CaaS allows “even entry-level cybercriminals to carry out attacks of a scale disproportionate to their technical capability,” the agency says in its latest organized crime study (PDF).
And it doesn’t make any difference whether the crooks are “top-tier players” or entry-level; they are taking advantage of this new form of gangster outsourcing.
Tech disrupting traditional criminal markets
“Technology is a key component of most, if not all, criminal activities” undertaken by organized crime now, Europol says. And it’s disrupting traditional criminal markets just like legal online platforms have done in the regular economy.
“Virtually all illicit commodities are now traded online either on dedicated criminal online marketplaces or by exploiting otherwise legal online platforms,” the agency says.
The criminal offerings include surface web markets, which are used for stolen goods and fake prescription drugs. Legitimate photo sharing platforms are used, too. In that case, users scroll through images and communicate through direct messaging.
Below that visible-surface tier is the iceberg-mass-like hidden darknet (or dark web), which offers illegal drugs, child sexual exploitation material, cybercriminal services—such as those to create malware—and guns, Europol says.

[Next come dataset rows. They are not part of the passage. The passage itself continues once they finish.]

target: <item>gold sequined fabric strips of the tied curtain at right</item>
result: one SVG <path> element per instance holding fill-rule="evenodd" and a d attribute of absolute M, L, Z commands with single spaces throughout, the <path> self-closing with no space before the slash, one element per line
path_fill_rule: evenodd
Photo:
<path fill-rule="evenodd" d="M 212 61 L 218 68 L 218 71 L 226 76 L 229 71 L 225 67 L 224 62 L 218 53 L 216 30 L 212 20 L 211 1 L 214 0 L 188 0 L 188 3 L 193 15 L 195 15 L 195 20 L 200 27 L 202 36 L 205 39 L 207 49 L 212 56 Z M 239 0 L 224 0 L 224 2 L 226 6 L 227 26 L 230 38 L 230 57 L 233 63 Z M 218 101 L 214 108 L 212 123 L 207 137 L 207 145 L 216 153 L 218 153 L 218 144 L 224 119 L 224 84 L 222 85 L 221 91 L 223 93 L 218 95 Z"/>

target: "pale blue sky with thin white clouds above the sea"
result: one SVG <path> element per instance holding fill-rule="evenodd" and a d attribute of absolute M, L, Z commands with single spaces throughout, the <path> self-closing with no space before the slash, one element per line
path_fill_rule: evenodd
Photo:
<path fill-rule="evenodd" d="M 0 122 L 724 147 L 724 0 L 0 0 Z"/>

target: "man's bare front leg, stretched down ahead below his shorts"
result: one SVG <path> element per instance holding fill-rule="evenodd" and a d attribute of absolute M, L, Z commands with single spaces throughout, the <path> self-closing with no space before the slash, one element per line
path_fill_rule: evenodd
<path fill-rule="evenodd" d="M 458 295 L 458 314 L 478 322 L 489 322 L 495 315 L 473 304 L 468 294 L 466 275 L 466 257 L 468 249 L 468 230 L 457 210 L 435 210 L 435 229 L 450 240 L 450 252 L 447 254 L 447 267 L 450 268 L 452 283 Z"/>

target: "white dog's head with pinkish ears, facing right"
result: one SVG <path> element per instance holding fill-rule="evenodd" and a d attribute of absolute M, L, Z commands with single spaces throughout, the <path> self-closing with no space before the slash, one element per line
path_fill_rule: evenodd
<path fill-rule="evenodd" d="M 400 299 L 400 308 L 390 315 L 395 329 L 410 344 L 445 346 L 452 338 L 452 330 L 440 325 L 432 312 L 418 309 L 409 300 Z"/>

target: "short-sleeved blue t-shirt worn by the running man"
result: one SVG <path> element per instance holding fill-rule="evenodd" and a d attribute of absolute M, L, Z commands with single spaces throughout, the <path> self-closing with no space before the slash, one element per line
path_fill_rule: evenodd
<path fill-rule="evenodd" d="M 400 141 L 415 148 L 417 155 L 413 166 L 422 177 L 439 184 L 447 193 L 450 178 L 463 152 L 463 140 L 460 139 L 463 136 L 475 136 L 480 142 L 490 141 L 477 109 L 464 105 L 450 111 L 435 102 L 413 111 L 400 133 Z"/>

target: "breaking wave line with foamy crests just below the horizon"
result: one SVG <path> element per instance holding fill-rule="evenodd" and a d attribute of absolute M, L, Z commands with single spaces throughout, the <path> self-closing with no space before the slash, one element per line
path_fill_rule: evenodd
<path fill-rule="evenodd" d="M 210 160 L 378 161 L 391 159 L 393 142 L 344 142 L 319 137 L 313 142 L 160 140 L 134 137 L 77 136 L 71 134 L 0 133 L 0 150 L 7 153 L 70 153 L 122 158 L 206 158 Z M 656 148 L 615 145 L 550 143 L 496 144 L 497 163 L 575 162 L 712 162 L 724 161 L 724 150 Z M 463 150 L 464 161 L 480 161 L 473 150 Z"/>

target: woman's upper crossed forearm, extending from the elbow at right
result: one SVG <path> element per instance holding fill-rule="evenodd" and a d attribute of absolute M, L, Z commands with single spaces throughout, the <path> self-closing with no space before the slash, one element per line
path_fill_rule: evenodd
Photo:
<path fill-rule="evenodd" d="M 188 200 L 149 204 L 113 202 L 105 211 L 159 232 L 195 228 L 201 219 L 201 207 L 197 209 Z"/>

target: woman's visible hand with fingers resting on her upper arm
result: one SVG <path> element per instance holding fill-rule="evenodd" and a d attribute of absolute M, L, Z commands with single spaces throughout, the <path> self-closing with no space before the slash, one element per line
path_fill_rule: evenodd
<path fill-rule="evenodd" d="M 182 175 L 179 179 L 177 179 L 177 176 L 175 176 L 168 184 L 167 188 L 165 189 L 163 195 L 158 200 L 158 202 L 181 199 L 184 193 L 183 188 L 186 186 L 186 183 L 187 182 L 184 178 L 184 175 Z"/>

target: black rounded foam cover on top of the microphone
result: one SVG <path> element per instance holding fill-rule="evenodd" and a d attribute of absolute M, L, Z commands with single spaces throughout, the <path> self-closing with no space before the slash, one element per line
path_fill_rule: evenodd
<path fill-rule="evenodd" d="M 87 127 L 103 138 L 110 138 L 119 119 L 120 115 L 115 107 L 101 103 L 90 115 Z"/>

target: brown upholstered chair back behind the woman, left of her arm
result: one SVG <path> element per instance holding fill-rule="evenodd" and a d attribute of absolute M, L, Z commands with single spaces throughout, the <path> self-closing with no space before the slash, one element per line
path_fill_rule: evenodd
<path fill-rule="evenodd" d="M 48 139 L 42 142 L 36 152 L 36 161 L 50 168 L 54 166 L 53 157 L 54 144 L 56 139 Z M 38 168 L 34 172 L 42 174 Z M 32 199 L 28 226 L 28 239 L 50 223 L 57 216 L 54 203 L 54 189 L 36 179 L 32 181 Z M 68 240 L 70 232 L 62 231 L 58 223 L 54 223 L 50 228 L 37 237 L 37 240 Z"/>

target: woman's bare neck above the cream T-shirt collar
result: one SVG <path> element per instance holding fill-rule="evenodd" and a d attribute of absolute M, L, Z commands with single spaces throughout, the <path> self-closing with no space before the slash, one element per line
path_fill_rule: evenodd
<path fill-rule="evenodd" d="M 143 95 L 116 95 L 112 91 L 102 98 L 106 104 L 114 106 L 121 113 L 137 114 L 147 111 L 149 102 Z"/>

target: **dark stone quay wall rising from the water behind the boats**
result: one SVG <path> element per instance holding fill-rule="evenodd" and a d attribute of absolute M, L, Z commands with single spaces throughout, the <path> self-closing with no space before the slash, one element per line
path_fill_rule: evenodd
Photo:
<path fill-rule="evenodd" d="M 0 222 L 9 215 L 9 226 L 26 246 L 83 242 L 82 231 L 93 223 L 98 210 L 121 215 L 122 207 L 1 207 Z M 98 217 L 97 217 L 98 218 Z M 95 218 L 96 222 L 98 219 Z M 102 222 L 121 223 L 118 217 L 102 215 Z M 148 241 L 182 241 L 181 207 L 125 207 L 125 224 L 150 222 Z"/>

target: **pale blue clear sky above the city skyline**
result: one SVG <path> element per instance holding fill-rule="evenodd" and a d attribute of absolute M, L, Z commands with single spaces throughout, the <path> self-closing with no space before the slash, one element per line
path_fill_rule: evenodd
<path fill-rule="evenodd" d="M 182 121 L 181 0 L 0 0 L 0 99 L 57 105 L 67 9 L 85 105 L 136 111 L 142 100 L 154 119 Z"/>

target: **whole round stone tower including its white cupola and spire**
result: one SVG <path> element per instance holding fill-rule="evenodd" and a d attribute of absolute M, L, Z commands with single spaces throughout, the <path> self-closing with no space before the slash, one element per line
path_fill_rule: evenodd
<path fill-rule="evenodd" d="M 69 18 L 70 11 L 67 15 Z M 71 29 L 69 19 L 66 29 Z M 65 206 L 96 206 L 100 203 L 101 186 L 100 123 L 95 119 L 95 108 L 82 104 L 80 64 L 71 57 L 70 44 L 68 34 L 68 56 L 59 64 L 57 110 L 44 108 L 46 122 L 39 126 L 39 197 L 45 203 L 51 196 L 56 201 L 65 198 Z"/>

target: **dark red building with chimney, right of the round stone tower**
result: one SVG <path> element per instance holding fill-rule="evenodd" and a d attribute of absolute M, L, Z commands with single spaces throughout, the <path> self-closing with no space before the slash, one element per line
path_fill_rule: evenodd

CaaS such as DDoS, botnet hire and money laundering is also offered.
Prevalent cybercrime found includes malware and ID theft, cryptoware, network intrusion solutions to grab private data and intellectual property, and fraudulent payment orders and payment cards.
Advanced tech employed by the new-fangled crooks ranges from cutting-edge lighting for growing plants and increasing output to using ride-sharing and accommodation apps for facilitating migrant smuggling.
Voice over IP is used throughout the people-smuggling process, as is social media and instant messaging, the report explains. Social networks are increasingly used to discover whether a mark is absent from a “targeted residence.” Mapping apps are used to reconnoiter neighborhoods.
Internet enables criminal activity
The bad guys are ingenious and adaptable, the report says.
“Criminals quickly adopt and integrate new technologies into their modi operandi or build brand-new business models around them,” it says. That includes CaaS, which lets gangs operate a criminal enterprise without requiring infrastructure.
The internet is a “key enabler of criminal activity.” It’s unlike how organized crime and gangs have operated in the past.
It will continue to escalate, too, the experts say. “More accessible and cheaper high-performance drone technology,” for example, is expected to become a part of the arsenal.
“Cyber-dependent crime is underpinned by a mature CaaS model, providing easy access to the tools and services required to carry out cyber attacks,” the report says.
But what about old-school hoods? Should they worry about getting left behind? No worries there. It also appears that CaaS and the crime-utilized sharing-economy trend is taking off outside of tech offerings, too. Racketeering and extortion as a service—where groups lend out professional gangsters—is also trending.